Nella icone l’immagine di Cristo,
di Maria e dei santi è circondata di un grande mistero. Gli iconografi
“scrivevano” le icone tenendo conto di schemi precisi con i quali raccontavano
il vangelo. I tratti con i quali vengono dipinti i soggetti religiosi sono
“impersonali” e più simbolici perché tutto (colori, forme, oggetti, sguardi,
posizioni del corpo) deve richiamare una verità che va oltre il dipinto stesso.
Sarà l’arte italiana, con il contributo di Giotto ad “umanizzare” le immagini
sacre.
Le icone mariane, giunte da
Costantinopoli, rappresentano il mistero della maternità di Maria, chiamata
Theotokos, la madre di Dio. Maria ha il bambino poggiato sulle gambe, la
posizione di entrambi è frontale e lo sguardo è fisso rivolto a chi li osserva,
e, mentre con una mano lo trattiene, con l’altra lo indica. Per questo Maria
viene chiamata l’Odegitria, colei che indica la via. Il bambino, di solito,
non è un infante ma un è in un età che gli permette di stare in piedi sulle
ginocchia della madre e il suo volto, a volte, ha i tratti di un adulto.

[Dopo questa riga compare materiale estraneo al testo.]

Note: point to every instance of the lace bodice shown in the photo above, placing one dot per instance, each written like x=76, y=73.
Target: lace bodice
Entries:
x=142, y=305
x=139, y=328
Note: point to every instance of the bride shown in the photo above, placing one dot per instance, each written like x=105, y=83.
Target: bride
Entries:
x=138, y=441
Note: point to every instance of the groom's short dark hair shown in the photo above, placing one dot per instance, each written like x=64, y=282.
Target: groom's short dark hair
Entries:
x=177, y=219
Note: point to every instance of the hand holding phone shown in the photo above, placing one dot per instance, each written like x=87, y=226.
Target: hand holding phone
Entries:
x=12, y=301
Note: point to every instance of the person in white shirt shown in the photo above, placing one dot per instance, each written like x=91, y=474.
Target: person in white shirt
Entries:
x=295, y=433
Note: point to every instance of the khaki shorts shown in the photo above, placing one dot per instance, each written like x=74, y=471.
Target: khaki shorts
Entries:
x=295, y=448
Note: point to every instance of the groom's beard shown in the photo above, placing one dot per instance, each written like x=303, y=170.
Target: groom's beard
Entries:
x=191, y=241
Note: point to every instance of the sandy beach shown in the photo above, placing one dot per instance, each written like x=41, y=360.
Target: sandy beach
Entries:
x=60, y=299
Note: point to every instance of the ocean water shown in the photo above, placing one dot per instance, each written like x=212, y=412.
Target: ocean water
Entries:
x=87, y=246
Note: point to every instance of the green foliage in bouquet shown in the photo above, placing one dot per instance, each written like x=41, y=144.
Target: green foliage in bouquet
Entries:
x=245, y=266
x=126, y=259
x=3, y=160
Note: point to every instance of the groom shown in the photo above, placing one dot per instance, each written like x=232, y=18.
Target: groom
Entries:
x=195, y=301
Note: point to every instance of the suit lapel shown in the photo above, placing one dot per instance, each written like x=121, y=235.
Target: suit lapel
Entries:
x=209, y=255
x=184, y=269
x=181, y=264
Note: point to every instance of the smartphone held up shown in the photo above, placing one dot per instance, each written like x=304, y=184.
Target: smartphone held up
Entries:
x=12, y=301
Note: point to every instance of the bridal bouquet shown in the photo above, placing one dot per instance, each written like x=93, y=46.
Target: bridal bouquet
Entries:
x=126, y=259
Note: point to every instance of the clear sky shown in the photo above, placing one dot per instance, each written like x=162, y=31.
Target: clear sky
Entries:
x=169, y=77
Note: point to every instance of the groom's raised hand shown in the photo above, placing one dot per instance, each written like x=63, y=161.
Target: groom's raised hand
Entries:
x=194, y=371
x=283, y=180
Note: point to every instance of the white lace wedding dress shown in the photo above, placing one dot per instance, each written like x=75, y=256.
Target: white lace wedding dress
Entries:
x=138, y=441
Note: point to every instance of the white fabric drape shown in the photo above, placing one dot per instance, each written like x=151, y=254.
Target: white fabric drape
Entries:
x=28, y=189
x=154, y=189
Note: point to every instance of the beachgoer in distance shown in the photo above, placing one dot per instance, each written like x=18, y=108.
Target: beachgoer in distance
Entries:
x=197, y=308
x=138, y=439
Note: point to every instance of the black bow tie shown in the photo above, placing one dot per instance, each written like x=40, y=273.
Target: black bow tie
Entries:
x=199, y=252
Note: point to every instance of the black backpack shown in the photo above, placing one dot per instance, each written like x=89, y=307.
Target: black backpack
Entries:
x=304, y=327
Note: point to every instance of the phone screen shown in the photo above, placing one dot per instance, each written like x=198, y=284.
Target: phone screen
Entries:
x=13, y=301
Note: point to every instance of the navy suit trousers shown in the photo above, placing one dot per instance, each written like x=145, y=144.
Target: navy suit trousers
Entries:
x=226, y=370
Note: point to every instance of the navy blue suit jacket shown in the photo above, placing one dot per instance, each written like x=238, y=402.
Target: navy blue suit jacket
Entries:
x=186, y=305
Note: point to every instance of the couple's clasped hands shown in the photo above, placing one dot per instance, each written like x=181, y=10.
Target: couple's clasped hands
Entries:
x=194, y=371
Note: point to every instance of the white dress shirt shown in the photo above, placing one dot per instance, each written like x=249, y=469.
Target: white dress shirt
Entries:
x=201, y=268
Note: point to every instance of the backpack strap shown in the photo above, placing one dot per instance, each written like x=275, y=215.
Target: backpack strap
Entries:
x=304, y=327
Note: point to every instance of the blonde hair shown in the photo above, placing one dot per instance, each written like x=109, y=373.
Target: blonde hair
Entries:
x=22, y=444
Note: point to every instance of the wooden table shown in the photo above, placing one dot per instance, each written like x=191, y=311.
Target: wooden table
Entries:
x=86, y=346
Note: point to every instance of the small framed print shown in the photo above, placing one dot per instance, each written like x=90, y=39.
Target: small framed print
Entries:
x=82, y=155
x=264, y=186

All’iconografo non interessa molto esprimere il legame tra la madre e il
bambino in termini affettivi quanto comunicare alcune verità della fede: la
divinità e umanità di Cristo, la maternità e la verginità di Maria, la grazia e
la natura che si intrecciano nella vita della madre di Dio. Tutto questo è
rappresentato dai colori: il rosso scuro esprime la grazia e, a volte, la
sofferenza; il verde al vita, le tre stelle la verginità di Maria prima,
durante e dopo il parto, il rotolo racchiude la benedizione di Dio
sull’umanità, ecc.
C’è un tipo di icona, chiamata
Eleousa o della tenerezza, che esprime la maternità di Maria in una vicinanza
più affettuosa col bambino Gesù. Nel volto di Maria si coglie maggiormente l’affetto
misto a tenerezza della madre. Il Bambino che le sta in braccio porge
amorevolmente le guance al volto della Madre e sembra cingerla in un affettuoso
abbraccio. I colori conservano i loro significati così come gli oggetti. L’Eleousa
sembra derivare dal prototipo di S. Luca anche se, la più antica rappresentazione,
risulta essere fatta interamente in avorio, ed essere di origine egiziana
dell’VIII secolo. Infatti tale icona è presente a Costantinopoli solo dall’XI,
XII secolo.
L’icona della Madre di Dio che
veneriamo nella nostra città mi sembra più vicina ad una Madonna della
tenerezza dove il legame tra la Madonna e il suo bambino ci lascia intravedere
con più chiarezza l’umanità della madre attraverso il capo chino sul bambino,
la dolcezza dei suoi occhi, la posizione della mano destra che piuttosto che
indicare, protegge e regge il bambino. Anche il bambino Gesù, mentre trattiene
il rotolo in una mano, con l’altra, piuttosto che benedire, è rivolta al collo
della madre.
Madre
di Dio e madre mia, Maria Madonna di
Costantinopoli, che lasciando nella tua cara immagine le lontane contrade
d’Oriente hai innalzato il tuo trono in mezzo a noi, mostraci sempre i tuoi
occhi sovrani e materni e ottienici dal tuo Figlio divino tutte le grazie
necessarie per l’anima e per il corpo, per noi, per le nostre famiglie, per la
nostra Città e per tutti i nostri fratelli.
Madre
di Dio e madre mia, Maria Madonna di
Costantinopoli, che nella tua cara immagine ti mostri sempre congiunta col
tuo bambino Gesù fa che non siamo mai separati da Lui per la colpa, ma che
siamo invece sempre uniti con Lui per la grazia, la virtù la santità in tutti i
giorni della nostra vita, e sino all’ultimo nostro respiro.
Madre
di Dio e madre mia, Maria Madonna di
Costantinopoli, che nella tua cara immagine ti mostri adornata di
splendente corona, come il tuo Figlio divino, fa che seguendo su questa terra i
vostri esempi, possiamo venire in cielo, a godere la tua gloria immortale, a
lodare per sempre gli augusti e dolci Nomi di Gesù e Maria.